Saturday, October 19, 2019

Price Setting as the Art of War Essay Example | Topics and Well Written Essays - 500 words

Price Setting as the Art of War - Essay Example Past historical data can provide insight into the willingness of people to pay more for an item. Take for example food items such as vegetables. The prices of vegetables fluctuate a lot due to supply and demand factors. If in the past customer was willing to pay $3 for a lettuce, then the company knows that it can increase its price to that threshold in the future. Past data has to be analyzed to determine how much volume of sales was generated at higher price points. Â  It is always a smart strategy to gain insight directly from the customers. The use of surveys can help a company determine if customers are willing to pay more for a good or service. The survey has to be well designed to include questions associated with the subject. For example, you can ask a customer if he is willing to pay more if the item the company sells increases in quality. Historical sales data can also be useful because they establish purchasing patterns. Â  The prices of sporting events in different spots vary depending on the team. For example, the New York Yankees can charge higher entrance prices than the Florida Marlins due to the fact that New York is a bigger marketplace. The record of the team also influences in the pricing for sporting events. Teams with winning records can charge more than the team with losing records. I consider pricing to be the art of diplomacy. Prices are set based on set variables such as quality, value, and marketplace. Items sold in flea markets are going to be cheaper than items sold at the mall. Â  

Friday, October 18, 2019

The Optimum Cultivation and Establishment Methods for Growing Oilseed Literature review

The Optimum Cultivation and Establishment Methods for Growing Oilseed Rape In a Various Soil Conditions within the UK - Literature review Example This research will begin with the statement that as sustainability and the greening of the ecosystem become very important to global agencies and nations, the focus of most countries have turned to the role that plants can plan in achieving this goal.
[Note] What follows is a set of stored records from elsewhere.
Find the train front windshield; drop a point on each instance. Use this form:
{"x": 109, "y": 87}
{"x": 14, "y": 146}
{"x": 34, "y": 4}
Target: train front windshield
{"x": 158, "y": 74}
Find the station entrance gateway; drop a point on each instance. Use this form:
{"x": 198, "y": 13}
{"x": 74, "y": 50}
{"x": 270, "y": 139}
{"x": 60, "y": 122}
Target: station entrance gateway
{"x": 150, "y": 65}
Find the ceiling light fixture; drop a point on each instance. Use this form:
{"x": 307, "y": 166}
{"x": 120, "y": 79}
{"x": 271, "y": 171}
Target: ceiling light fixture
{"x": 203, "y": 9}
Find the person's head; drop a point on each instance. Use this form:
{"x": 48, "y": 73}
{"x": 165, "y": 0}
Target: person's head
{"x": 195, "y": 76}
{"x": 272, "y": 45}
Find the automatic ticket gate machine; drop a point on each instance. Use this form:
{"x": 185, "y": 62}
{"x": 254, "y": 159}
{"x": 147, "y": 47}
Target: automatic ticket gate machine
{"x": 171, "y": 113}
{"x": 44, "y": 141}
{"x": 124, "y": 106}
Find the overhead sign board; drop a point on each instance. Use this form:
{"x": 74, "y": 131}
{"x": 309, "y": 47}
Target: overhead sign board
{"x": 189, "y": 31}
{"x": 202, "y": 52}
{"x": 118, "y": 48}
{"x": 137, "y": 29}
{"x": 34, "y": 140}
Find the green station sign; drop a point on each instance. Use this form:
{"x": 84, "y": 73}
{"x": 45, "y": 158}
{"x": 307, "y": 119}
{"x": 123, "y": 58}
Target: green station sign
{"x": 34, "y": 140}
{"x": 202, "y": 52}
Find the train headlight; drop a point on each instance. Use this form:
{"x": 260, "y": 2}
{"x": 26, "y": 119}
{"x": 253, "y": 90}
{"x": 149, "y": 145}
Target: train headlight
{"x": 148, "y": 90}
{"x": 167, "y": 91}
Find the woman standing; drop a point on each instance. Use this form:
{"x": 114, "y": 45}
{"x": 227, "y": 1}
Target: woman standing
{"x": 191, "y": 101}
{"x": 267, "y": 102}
But as important as plants help in the greening of the solar system, they have also become very important sources of food for both plants and animals, including humankind. Plants have actually accounted for major parts of the export made by most countries in the form of raw edible food, processed wood, refined products, and drugs. In the United Kingdom (UK), the role that various plants play in the socio-economic wellbeing of the country cannot be underestimated. It is not surprising that studies have continued to go on about the best ways by which various plants and crops can be well researched into to find the best practices, conditions, and establishments under which they are best cultivated for optimum output. As part of secondary d ata collection for the research work, the review of related literature is taken seriously to know what has already been done in this field and the gaps that exist in the literature. This way, the best ways by which this research can fill the gaps can be rightly identified. The review will, therefore, focus on the background of the crop, the relevance of it to the UK and the best practices in its cultivation. The oilseed rape crop is known by many names including rape, Brassica napus, and sometimes just called rape. The origin of the seed in the UK is raced to the 14th century when the bright yellow flowering was first brought to the European region. The oilseed rape crop belongs to the family Brassicaceae, commonly known as the mustard or cabbage family. The crop belongs to the order Brassicales and genus Brassica. Since arriving in the U.K., the plant has been known as a very important crop, which has been cultivated over the years since the 14th century. In one study, FAOSTAT argu ed that the oilseed rape is one of the longest most adored plants to have been cultivated in the U.K. This emphasis is given to the plant because of the continuous attention it has received over the years for the need to maximize the production of the crop.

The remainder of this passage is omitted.